The Financial Times today features a story headlined, “Public mutuals aim likely to be missed”. In the story Peter Hunt of Mutuo (pictured above) suggests that the government’s expressed desire for 1,000,000 people to be employed delivering public services in employee owned mutuals will be missed, unless the idea gets more support.
Mr Hunt knows of what he speaks. Although the article doesn’t mention it, Mr Hunt – as a partner of the Westminster Bridge Partnership – is a corporate partner in a joint venture with The Co-operative Group and the law firm Cobbett’s, which aims to provide exactly the advice he advocates to prospective public sector mutuals.
In the article Mr Hunt points out that – and I paraphrase – that saying, “you know, like John Lewis” does not a mutual or even (heaven forefend) a co-operative make.
And there’s the rub.
Co-operatives (and to a lesser extent) mutuals are fundamentally about ownership, and open and voluntary ownership at that.

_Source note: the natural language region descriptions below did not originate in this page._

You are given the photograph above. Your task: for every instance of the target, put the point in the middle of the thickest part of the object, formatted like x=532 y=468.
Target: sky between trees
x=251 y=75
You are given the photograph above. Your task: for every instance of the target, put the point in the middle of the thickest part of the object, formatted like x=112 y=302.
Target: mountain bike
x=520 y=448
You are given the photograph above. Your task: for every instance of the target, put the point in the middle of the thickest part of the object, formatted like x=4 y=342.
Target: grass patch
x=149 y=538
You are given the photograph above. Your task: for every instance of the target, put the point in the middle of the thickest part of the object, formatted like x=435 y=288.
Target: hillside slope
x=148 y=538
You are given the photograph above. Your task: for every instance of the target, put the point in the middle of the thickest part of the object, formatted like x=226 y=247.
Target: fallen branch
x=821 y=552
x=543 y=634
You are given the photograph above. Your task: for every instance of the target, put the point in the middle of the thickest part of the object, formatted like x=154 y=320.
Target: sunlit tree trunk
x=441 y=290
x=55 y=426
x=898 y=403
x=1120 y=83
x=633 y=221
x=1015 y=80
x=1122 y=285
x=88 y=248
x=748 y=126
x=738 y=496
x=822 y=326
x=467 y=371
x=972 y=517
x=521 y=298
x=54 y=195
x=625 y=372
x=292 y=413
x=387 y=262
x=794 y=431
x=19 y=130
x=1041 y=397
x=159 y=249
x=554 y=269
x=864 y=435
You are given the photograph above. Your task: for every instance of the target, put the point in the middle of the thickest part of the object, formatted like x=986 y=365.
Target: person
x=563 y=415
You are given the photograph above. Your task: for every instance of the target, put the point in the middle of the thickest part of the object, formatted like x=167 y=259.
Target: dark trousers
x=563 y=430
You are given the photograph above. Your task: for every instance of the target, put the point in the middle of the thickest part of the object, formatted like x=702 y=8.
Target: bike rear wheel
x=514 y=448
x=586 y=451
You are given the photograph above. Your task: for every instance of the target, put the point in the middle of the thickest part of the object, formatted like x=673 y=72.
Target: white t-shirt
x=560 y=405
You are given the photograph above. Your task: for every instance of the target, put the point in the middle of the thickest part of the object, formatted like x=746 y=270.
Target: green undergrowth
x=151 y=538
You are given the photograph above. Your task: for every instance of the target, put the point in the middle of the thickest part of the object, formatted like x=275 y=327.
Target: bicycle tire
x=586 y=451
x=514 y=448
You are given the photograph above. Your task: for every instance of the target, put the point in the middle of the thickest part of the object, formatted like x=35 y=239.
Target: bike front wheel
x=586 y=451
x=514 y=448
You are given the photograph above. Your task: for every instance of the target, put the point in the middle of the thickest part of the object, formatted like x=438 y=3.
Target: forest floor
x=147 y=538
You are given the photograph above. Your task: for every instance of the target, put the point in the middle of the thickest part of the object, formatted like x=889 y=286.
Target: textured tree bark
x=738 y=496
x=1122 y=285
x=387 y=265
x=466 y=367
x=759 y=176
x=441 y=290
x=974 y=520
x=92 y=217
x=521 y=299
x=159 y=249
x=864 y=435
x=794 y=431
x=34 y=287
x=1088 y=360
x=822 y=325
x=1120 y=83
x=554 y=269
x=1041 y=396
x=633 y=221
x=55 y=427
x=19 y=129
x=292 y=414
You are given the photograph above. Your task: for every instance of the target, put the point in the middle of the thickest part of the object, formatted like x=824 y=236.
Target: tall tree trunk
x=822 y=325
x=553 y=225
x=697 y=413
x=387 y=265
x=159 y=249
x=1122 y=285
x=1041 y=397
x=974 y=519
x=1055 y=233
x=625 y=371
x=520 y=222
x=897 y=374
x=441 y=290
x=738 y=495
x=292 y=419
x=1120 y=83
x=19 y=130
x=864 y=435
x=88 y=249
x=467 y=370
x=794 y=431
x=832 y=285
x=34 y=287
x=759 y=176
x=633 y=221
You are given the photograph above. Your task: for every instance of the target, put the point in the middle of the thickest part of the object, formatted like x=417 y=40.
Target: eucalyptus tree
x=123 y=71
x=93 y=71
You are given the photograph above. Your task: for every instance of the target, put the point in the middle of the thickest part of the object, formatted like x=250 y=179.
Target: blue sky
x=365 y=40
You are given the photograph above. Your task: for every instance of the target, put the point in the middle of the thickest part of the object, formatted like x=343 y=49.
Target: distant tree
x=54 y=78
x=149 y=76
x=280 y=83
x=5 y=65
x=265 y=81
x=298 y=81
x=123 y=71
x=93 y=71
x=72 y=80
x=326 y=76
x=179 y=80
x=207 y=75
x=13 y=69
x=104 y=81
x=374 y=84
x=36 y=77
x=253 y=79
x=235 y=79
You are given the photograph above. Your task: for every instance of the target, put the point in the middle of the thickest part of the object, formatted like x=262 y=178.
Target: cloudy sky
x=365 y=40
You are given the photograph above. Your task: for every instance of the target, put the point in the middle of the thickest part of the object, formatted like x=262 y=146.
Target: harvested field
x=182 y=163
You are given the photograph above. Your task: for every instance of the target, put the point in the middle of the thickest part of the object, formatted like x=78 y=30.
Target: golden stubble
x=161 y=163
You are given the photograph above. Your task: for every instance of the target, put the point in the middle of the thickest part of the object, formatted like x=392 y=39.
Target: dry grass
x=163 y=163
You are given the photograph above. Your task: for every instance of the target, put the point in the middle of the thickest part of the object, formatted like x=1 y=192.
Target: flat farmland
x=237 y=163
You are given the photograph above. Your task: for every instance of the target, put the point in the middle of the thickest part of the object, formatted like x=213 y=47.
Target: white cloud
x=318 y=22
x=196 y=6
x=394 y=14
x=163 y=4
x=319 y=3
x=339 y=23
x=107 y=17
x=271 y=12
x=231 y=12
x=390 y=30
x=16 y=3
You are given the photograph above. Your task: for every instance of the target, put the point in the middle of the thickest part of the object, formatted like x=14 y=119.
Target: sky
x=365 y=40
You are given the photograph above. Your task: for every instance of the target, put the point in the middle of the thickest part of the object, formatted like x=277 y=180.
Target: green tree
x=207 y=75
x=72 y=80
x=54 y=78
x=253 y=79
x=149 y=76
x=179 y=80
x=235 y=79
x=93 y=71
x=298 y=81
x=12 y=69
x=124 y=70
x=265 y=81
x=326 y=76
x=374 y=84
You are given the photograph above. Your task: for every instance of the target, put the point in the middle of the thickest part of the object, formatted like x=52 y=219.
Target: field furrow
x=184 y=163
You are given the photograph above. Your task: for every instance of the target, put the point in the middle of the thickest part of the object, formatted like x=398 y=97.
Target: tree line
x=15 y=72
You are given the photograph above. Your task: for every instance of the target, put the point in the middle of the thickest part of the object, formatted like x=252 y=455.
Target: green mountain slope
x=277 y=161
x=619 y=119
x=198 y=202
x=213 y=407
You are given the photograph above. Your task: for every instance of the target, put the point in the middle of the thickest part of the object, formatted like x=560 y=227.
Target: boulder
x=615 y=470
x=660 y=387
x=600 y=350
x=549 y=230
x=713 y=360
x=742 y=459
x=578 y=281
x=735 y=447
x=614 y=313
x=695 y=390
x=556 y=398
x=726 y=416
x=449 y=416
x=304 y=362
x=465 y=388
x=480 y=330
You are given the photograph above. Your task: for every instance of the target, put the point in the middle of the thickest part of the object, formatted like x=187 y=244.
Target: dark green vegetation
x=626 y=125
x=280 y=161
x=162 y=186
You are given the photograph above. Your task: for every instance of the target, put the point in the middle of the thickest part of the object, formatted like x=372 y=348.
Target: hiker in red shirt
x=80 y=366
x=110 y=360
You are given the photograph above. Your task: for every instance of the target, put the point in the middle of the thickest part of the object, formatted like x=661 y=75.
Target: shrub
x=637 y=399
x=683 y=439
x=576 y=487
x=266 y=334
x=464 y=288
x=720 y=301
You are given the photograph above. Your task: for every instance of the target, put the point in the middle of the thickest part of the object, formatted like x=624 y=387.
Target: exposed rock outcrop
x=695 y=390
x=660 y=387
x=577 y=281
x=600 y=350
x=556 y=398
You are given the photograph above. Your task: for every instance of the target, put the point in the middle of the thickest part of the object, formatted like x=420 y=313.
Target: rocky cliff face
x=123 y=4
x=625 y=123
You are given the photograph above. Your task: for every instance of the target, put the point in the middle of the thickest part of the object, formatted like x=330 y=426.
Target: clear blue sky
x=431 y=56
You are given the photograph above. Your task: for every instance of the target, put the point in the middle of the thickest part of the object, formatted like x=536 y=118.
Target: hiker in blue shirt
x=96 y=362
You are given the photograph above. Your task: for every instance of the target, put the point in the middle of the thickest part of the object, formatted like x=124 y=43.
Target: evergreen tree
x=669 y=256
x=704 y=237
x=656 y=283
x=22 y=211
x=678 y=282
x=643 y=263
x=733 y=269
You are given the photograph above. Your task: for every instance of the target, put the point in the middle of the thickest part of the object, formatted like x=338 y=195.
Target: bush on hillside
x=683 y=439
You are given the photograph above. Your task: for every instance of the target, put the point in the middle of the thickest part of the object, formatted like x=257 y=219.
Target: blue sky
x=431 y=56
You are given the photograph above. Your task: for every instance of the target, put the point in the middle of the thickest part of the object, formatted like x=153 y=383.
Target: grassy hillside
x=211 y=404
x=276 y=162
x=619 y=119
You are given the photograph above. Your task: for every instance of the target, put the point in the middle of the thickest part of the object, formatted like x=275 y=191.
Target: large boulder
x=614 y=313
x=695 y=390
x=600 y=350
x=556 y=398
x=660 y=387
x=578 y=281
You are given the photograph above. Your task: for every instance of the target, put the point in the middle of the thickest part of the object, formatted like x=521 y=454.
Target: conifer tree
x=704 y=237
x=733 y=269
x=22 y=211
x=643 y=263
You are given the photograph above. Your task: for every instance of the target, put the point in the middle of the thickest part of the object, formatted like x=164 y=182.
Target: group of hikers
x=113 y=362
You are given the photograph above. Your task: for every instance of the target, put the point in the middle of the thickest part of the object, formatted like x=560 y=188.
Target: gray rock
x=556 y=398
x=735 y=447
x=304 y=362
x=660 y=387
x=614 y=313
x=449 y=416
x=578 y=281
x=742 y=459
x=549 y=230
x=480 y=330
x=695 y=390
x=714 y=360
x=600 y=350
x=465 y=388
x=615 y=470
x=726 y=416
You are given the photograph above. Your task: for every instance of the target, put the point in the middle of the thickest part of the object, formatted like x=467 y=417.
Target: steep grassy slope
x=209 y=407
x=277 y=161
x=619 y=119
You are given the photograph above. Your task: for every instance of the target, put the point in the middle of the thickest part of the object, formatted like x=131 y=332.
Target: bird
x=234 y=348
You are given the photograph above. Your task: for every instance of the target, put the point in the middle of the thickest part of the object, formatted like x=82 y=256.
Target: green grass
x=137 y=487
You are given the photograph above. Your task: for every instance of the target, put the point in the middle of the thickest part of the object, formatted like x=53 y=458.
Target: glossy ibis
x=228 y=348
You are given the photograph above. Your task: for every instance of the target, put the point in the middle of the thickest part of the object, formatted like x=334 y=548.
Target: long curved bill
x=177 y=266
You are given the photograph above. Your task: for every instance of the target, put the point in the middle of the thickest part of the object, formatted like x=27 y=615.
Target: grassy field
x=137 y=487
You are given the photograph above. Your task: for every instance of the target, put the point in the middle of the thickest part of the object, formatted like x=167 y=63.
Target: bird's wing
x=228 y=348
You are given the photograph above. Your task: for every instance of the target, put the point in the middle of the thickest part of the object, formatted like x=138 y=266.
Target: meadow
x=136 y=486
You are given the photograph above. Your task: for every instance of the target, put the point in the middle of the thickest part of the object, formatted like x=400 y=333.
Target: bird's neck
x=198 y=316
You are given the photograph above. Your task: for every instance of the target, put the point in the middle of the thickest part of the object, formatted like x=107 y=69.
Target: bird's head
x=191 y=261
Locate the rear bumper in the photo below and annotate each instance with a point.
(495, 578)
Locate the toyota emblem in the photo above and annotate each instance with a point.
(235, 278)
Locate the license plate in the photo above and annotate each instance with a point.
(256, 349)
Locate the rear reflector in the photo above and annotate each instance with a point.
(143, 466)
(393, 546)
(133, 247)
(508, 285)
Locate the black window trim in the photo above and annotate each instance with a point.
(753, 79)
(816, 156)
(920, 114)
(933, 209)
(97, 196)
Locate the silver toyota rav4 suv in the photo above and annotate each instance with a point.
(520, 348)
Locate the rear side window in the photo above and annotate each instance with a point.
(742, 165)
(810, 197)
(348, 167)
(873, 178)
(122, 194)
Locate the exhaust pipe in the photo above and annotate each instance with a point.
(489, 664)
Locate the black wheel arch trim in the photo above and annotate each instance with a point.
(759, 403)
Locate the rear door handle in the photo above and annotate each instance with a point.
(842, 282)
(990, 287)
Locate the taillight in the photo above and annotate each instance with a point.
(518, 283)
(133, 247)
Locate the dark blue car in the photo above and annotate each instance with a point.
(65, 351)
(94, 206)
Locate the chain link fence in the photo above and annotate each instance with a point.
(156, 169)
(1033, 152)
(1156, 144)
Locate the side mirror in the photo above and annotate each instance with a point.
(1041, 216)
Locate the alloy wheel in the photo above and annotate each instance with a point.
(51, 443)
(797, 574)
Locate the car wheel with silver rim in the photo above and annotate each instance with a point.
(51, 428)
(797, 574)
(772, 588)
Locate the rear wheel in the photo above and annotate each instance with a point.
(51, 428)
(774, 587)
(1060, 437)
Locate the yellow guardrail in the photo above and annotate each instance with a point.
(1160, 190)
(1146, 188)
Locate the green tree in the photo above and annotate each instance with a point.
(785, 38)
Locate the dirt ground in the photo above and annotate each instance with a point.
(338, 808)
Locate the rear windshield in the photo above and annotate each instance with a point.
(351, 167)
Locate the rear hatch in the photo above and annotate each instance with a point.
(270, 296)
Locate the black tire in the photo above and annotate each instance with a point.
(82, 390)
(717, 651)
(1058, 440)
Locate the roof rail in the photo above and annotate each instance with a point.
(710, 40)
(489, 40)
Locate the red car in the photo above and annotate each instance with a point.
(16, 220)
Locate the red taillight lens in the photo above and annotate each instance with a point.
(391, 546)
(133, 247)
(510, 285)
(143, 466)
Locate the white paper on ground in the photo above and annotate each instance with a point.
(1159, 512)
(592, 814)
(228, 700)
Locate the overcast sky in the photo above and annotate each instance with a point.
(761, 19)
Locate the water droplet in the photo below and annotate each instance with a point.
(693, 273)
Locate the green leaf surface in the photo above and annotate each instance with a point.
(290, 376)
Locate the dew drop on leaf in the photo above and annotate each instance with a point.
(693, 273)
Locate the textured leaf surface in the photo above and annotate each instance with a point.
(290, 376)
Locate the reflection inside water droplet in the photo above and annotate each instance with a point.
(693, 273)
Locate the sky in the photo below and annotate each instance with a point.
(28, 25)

Here’s a question for you. Who in every case delivers public sector services? National government? Local government? Government Departments? In every case? No, no and no again.
People in every case deliver each service to people.
If neither the people who deliver the services or the people who receive the services genuinely express a desire to and want (and are committed for the long term) to run (a.k.a. OWN) those services outside of public sector OWNERSHIP, then the fundamental prerequisite to begin the long and involved process of co-operative conversion is missing.
Or in co-operative terms: member led ownership accompanied by good governance is all.
It may be that the target may be missed because the people involved want the government to be responsible for delivering public services, and not them.